WELLINGTON, May 15 (Reuters) - New Zealand's All Blacks Sevens rugby team returned home on Wednesday having clinched their 11th World Series title in an increasingly competitive season that sets up the prospect of a tantalising World Cup next month.

Gordon Tietjens' team clinched the final tour stop in London on Sunday with a crushing 47-12 victory over Australia to finish on 172 points, 41 ahead of second-placed South Africa.

The victory was made all the more sweeter for Tietjens, whose normally stable selections were rocked through injuries to experienced players like captain DJ Forbes and playmaker Tomasi Cama, forcing him to introduce several new players.

As a result, the win at Twickenham was only their second on the tour and the key to their series victory was consistency across all nine tournaments.

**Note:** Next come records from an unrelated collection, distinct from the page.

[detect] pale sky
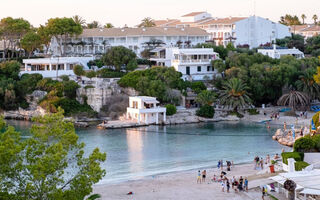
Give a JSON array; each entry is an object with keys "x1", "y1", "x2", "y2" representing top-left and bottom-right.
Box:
[{"x1": 0, "y1": 0, "x2": 320, "y2": 27}]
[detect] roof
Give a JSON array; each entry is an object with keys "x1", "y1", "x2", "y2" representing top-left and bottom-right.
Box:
[
  {"x1": 78, "y1": 27, "x2": 209, "y2": 37},
  {"x1": 181, "y1": 11, "x2": 206, "y2": 17},
  {"x1": 199, "y1": 17, "x2": 247, "y2": 25}
]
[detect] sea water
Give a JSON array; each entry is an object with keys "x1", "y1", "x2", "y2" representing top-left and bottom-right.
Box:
[{"x1": 9, "y1": 121, "x2": 290, "y2": 184}]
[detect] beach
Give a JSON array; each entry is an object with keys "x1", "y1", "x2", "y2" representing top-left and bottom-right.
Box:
[{"x1": 93, "y1": 164, "x2": 278, "y2": 200}]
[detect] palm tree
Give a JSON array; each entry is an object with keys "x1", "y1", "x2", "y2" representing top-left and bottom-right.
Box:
[
  {"x1": 138, "y1": 17, "x2": 156, "y2": 27},
  {"x1": 296, "y1": 68, "x2": 320, "y2": 100},
  {"x1": 220, "y1": 78, "x2": 251, "y2": 112},
  {"x1": 104, "y1": 23, "x2": 114, "y2": 28},
  {"x1": 312, "y1": 15, "x2": 318, "y2": 25},
  {"x1": 87, "y1": 21, "x2": 100, "y2": 29},
  {"x1": 277, "y1": 90, "x2": 310, "y2": 111},
  {"x1": 301, "y1": 14, "x2": 307, "y2": 24},
  {"x1": 196, "y1": 90, "x2": 216, "y2": 106},
  {"x1": 283, "y1": 179, "x2": 297, "y2": 200},
  {"x1": 72, "y1": 15, "x2": 86, "y2": 27}
]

The team made seven finals and finished third in the other two tournaments in Wellington and Hong Kong.

"We have done it with a lot of players out. A lot of new youngsters have come up and put their hand up," Tietjens told the International Rugby Board's (IRB) series website.

"It's a confidence booster moving into the World Cup," he added of the June 28-30 tournament in Moscow.

"We know how hard it is going to be, but we only take it one game, one tournament, at a time.

"That (the World Cup) is going to be totally different.

"It might be a totally different team but these guys have put their hands up and said they want to go to Moscow so I have a few problems ahead of me."

LEVEL FIELD

Injury and selection issues aside, Tietjens is also acutely aware that much the field has been levelled across the board during this season's circuit and how close the World Cup tournament could be.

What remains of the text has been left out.